Urticaria Voices: Real-World Treatment Patterns and Outcomes in Chronic Spontaneous Urticaria

Affiliations

Urticaria Voices: Real-World Treatment Patterns and Outcomes in Chronic Spontaneous Urticaria

Jonathan A Bernstein et al. Dermatol Ther (Heidelb). 2025 Aug.

Abstract

Introduction: Chronic spontaneous urticaria (CSU) is characterized by itchy wheals/hives and/or angioedema lasting longer than 6 weeks. Herein, we describe patients' perspectives from the global Urticaria Voices study reporting treatment patterns, disease burden, treatment satisfaction, and expectations.

Methods: This global, cross-sectional online survey was conducted from February to September 2022 in patients with CSU. Eligible patients had a self-reported clinician-provided diagnosis of CSU. Data were analyzed descriptively and reported as percentages (n/N), means (standard deviation [SD]), or 95% confidence intervals.

Results: Overall, 582 patients with CSU were included in this analysis (62% women; mean [SD] age: 42.0 [11.9] years). At the time of the survey, patients reported taking 2.9 (2.6) concomitant therapies; most patients (79%) were prescribed H1-antihistamines (H1-AH), of which 42% took first-generation H1-AH and 52% took second-generation H1-AH. Since the initiation of their first prescribed treatment (6.3 [8.2] years), 80% of patients reported H1-AH switching (2.3 times on average), 62% of whom reported up-dosing (2.9 times on average). In addition, 50% reported currently using glucocorticoids (cream: 72.1%; oral: 48.3%; injection: 25.5%) and 33% reported using any biologic (omalizumab: 26%; dupilumab: 16%): montelukast (18%), doxepin (16%), or ciclosporin (16%). Apart from their prescribed treatments, patients reported currently using additional services (dietetic consultations: 21%, psychological support: 19%) and self-care strategies (e.g., using topical creams, avoiding certain clothing and foods) for CSU management. Most patients (65%) reported that their current treatments did not adequately control their CSU symptoms. Overall, 37% of patients reported experiencing stress due to the unpredictable nature of the disease.

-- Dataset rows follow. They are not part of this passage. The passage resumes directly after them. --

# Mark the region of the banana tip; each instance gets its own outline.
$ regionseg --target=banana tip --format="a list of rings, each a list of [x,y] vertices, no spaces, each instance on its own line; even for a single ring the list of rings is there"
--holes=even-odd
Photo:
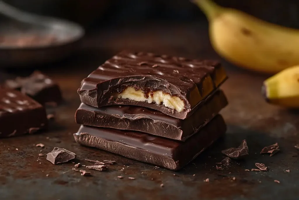
[[[262,95],[266,101],[269,103],[270,101],[267,96],[267,86],[264,83],[262,86]]]

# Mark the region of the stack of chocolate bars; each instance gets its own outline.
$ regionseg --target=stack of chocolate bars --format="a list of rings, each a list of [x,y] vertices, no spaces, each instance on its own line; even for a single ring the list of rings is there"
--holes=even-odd
[[[123,52],[82,82],[75,139],[178,170],[225,133],[227,78],[215,61]]]

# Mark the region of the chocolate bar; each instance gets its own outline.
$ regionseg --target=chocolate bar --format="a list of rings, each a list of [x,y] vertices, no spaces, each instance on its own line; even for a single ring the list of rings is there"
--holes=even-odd
[[[217,62],[122,52],[84,79],[82,103],[146,107],[183,119],[227,78]]]
[[[79,124],[135,130],[184,141],[209,122],[228,104],[223,91],[217,91],[185,119],[150,109],[134,106],[96,108],[82,103],[75,115]]]
[[[6,80],[3,86],[20,91],[43,105],[57,104],[62,99],[58,85],[38,71],[34,71],[28,77]]]
[[[195,158],[226,130],[223,118],[218,115],[184,142],[141,132],[83,125],[74,136],[81,145],[176,170]]]
[[[42,105],[19,91],[0,88],[0,138],[34,133],[47,124]]]

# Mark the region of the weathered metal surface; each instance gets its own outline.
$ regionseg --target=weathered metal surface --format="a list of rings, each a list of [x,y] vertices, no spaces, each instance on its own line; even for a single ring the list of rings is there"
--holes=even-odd
[[[177,32],[170,32],[169,29],[164,31],[165,28],[153,29],[151,32],[145,29],[142,32],[143,36],[138,37],[133,34],[130,39],[142,41],[149,38],[153,44],[157,44],[150,48],[157,52],[163,51],[161,47],[164,45],[165,53],[174,52],[191,57],[215,57],[206,34],[197,37],[202,30],[199,27],[182,26],[180,30],[185,30]],[[197,34],[188,33],[192,31]],[[152,36],[154,32],[156,34],[156,37]],[[173,40],[171,43],[167,43],[167,40],[159,39],[165,39],[168,35]],[[74,117],[80,104],[77,90],[82,78],[130,41],[129,36],[126,36],[124,43],[118,43],[117,40],[119,41],[118,38],[121,37],[121,35],[116,33],[115,35],[115,40],[100,38],[97,40],[91,38],[85,43],[87,50],[89,48],[93,49],[89,51],[88,55],[57,64],[56,68],[45,69],[45,73],[54,77],[60,84],[65,102],[55,109],[55,118],[51,122],[48,132],[0,140],[0,199],[298,199],[299,151],[294,146],[299,143],[298,113],[265,103],[260,94],[265,77],[236,69],[225,62],[229,79],[222,88],[230,104],[222,113],[228,126],[227,134],[182,170],[174,172],[162,168],[155,169],[154,166],[76,143],[72,135],[79,127],[75,123]],[[190,35],[193,37],[186,39]],[[194,43],[200,44],[204,49],[188,47],[188,41],[193,40]],[[92,40],[95,44],[91,42]],[[159,43],[160,40],[164,43]],[[110,46],[109,41],[114,43],[111,42]],[[99,41],[103,43],[104,46],[110,48],[105,52],[109,55],[96,48]],[[140,45],[137,42],[132,43],[129,46],[132,48],[140,47],[134,46],[134,43]],[[146,46],[140,48],[146,49]],[[204,53],[199,56],[202,52]],[[237,147],[244,139],[247,140],[249,149],[248,157],[243,161],[233,161],[232,166],[228,169],[217,170],[215,163],[224,157],[221,150]],[[280,152],[271,157],[260,154],[264,147],[276,142],[279,145]],[[35,146],[39,143],[45,144],[45,148]],[[116,163],[109,166],[106,171],[88,170],[93,176],[83,176],[72,169],[75,164],[70,163],[54,166],[46,160],[45,156],[39,156],[40,153],[45,156],[57,147],[76,153],[79,162],[83,165],[89,164],[84,161],[85,159],[112,160]],[[41,160],[37,161],[39,159]],[[268,171],[245,171],[256,168],[255,163],[265,164]],[[87,169],[83,167],[78,169]],[[118,176],[124,178],[119,179]],[[130,180],[128,178],[130,177],[135,179]],[[208,178],[208,182],[204,181]],[[280,183],[274,182],[274,180]],[[161,184],[164,187],[160,187]]]

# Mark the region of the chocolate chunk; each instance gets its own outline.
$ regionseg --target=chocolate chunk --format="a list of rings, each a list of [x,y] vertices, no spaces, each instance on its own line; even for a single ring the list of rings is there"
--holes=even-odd
[[[218,115],[184,142],[140,132],[83,125],[74,137],[84,146],[177,170],[223,135],[226,128],[223,118]]]
[[[260,154],[270,154],[270,156],[272,156],[279,151],[279,148],[278,144],[276,142],[274,145],[264,147]]]
[[[265,164],[262,163],[256,163],[255,166],[262,171],[266,171],[268,170],[267,167],[265,166]]]
[[[183,141],[199,131],[227,104],[223,92],[218,91],[206,99],[203,106],[190,117],[183,120],[143,107],[97,108],[82,103],[76,112],[75,118],[79,124],[139,131]]]
[[[19,92],[0,88],[0,138],[33,133],[47,128],[42,106]]]
[[[54,165],[66,163],[76,158],[77,155],[66,149],[55,147],[47,154],[47,160]]]
[[[138,106],[183,119],[227,78],[216,61],[124,51],[84,79],[78,92],[81,102],[94,107]]]
[[[81,173],[81,176],[90,176],[91,175],[91,173],[89,172],[86,172],[85,170],[80,170],[80,172]]]
[[[221,152],[223,154],[234,159],[239,159],[243,158],[248,155],[248,147],[246,143],[246,140],[243,140],[238,148],[230,148],[222,150]]]
[[[105,171],[107,169],[106,165],[94,165],[90,166],[86,166],[86,167],[89,169],[93,169],[98,171]]]
[[[60,103],[62,98],[57,83],[48,76],[35,71],[27,77],[18,77],[6,80],[3,86],[20,90],[42,104]]]

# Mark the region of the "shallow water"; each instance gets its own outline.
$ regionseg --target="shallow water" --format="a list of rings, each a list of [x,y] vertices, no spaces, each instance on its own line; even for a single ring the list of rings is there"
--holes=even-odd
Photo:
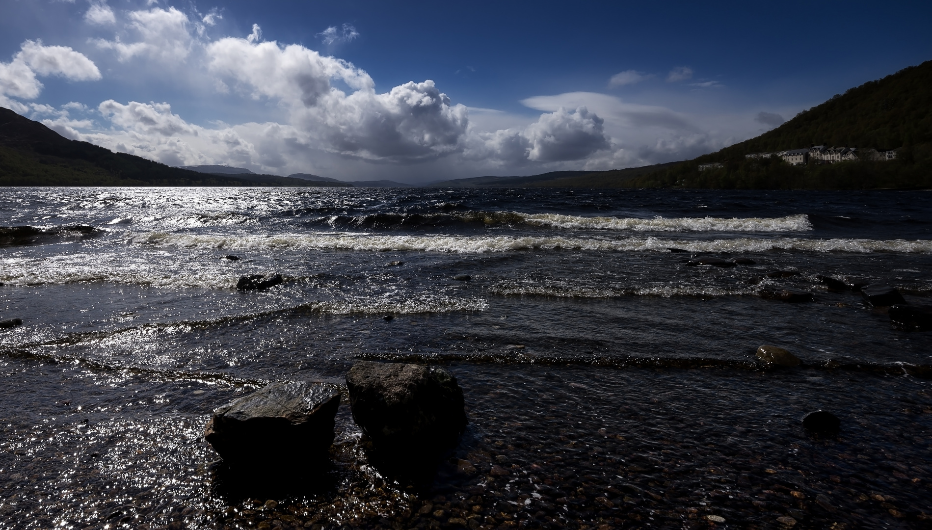
[[[0,330],[0,528],[927,527],[932,333],[816,275],[928,304],[930,199],[6,188],[0,224],[34,229],[0,230],[0,320],[23,319]],[[682,263],[705,254],[756,264]],[[758,296],[777,286],[814,301]],[[433,482],[368,465],[344,403],[332,469],[231,489],[210,412],[358,359],[458,377],[470,428]],[[839,436],[802,430],[818,408]]]

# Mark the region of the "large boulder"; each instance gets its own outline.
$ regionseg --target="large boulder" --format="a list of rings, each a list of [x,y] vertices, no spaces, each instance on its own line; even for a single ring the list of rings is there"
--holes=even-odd
[[[842,428],[842,420],[828,411],[817,410],[802,418],[802,427],[816,434],[835,434]]]
[[[383,455],[438,456],[466,428],[462,389],[443,368],[360,361],[347,387],[353,420]]]
[[[302,466],[326,459],[340,393],[324,383],[274,383],[213,411],[204,438],[226,463]]]
[[[879,281],[862,287],[861,296],[871,307],[888,307],[897,304],[906,304],[906,300],[903,300],[903,295],[898,291]]]
[[[776,366],[799,366],[802,362],[799,357],[775,346],[761,346],[758,348],[757,357],[764,362]]]
[[[932,306],[890,306],[887,312],[894,328],[903,332],[932,331]],[[0,322],[2,323],[2,322]]]
[[[263,274],[248,274],[240,277],[240,281],[237,282],[236,288],[240,291],[262,291],[269,287],[274,287],[282,281],[284,281],[284,279],[281,278],[281,274],[267,277]]]

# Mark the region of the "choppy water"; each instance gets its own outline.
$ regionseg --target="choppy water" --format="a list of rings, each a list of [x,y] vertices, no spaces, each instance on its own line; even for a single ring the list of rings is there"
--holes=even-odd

Conclusions: Despite H1-antihistamine switching and up-dosing, most patients (84%) had inadequately controlled disease. Approximately one-quarter of inadequately controlled patients were escalated to more effective treatments such as biologics. These results suggest a need for additional treatment options for patients with inadequately controlled CSU to provide sustained symptom relief.

Keywords: Chronic spontaneous urticaria; Disease burden; Disease control; H1-Antihistamines; Patients’ perspectives; Real-world evidence; Treatment patterns; Treatment satisfaction and expectations; Urticaria voices.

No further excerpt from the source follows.